SHMUP postmortem: How to create 60 fps videos from iOS devices
Back in winter 2009 I was working pretty hard on the 3D engine that would power my next iPhone/iPad game: "SHMUP". To demo the work in progress required to generate videos, a task far from being trivial on a smartphone: Slow CPU/GPU, Little RAM, no TV output, no storage space, no real multitasking. Hence I had the idea to have the engine generate its own videos. This is how I did it, maybe it will inspire someone.
The constraints
To record a game session on platform such as Windows, Linux or MacOS X is very easy: just use a Capture software. I have used Fraps and Snapz Pro X for acceptable results by the past. If really your engine is pushing the machine to it limits or you want a professional 60 frames per second video, you can use an other device that you plug on both the DVI output of the graphic card and the sound card output.
But on a mobiles device none of those are possible because of the following constraints:
- Very limited CPU/GPU power: An additional process, grabbing the framebuffer each frame would kill the framerate.
- Very limited storage space and memory, reduce the length and quality of a video you can generate.
- No real multitasking, you cannot run two applications at the same time and use one to capture video/sound from the other.
- No access to the framebuffer (at least with public frameworks), applications are isolated from each other.

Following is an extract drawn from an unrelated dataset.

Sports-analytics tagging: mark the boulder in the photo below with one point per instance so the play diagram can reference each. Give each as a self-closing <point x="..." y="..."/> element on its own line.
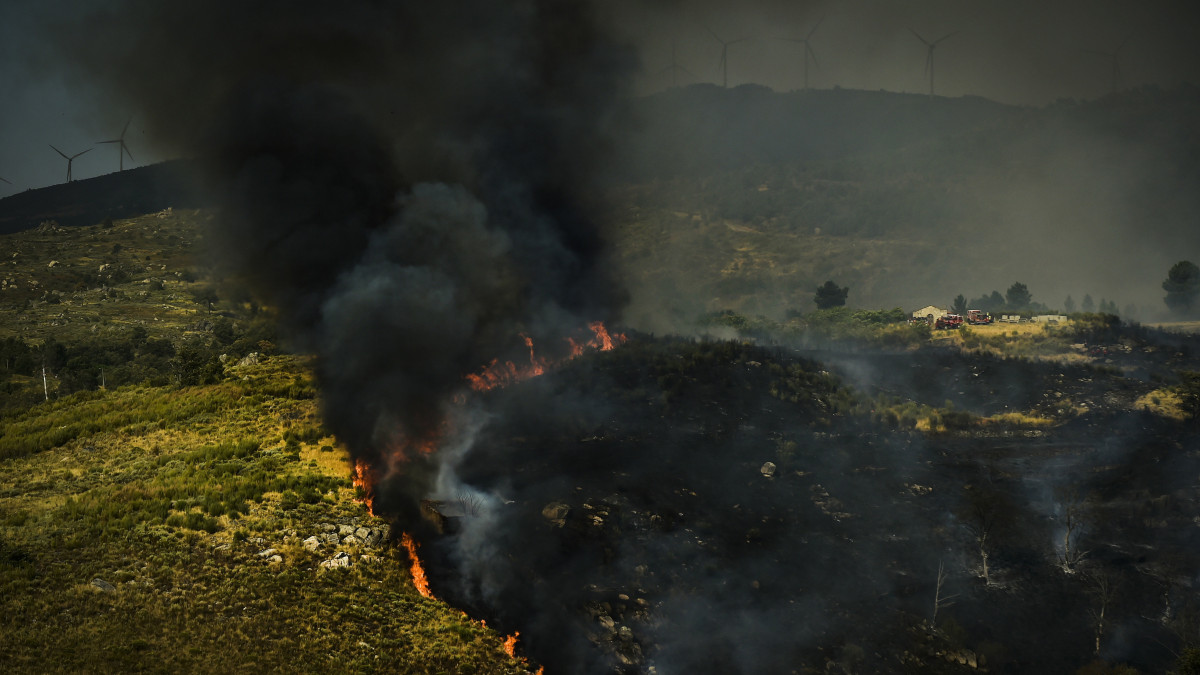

- No TV output, no way to use an external device to record anything else but the sound and music. Note: There is actually a way to output video on the USB port via
MPTVOutWindow
but no way to get above 10 frames per seconds.
A solution
The main element of the solution is to centralize all user inputs and record them so they can be replayed in order to replicate a session precisely. This was originally a suggestion from John Carmack in a plan from Oct 14, 1998 (mirror).
With an appropriate structure, user inputs are timestamped as soon as they are received from the touchscreen or the network:
typedef struct { unsigned int time; unsigned int delta_time; unsigned char buttons_state; } command_t ;
This is not the only thing to do in order to be able to replay a session accurately. You also have to make the game deterministic and deal with issues such as different framerate between recording and playing but this beyond the scope for now (Check out Doom and Quake source code to learn more about how to deal with this issue).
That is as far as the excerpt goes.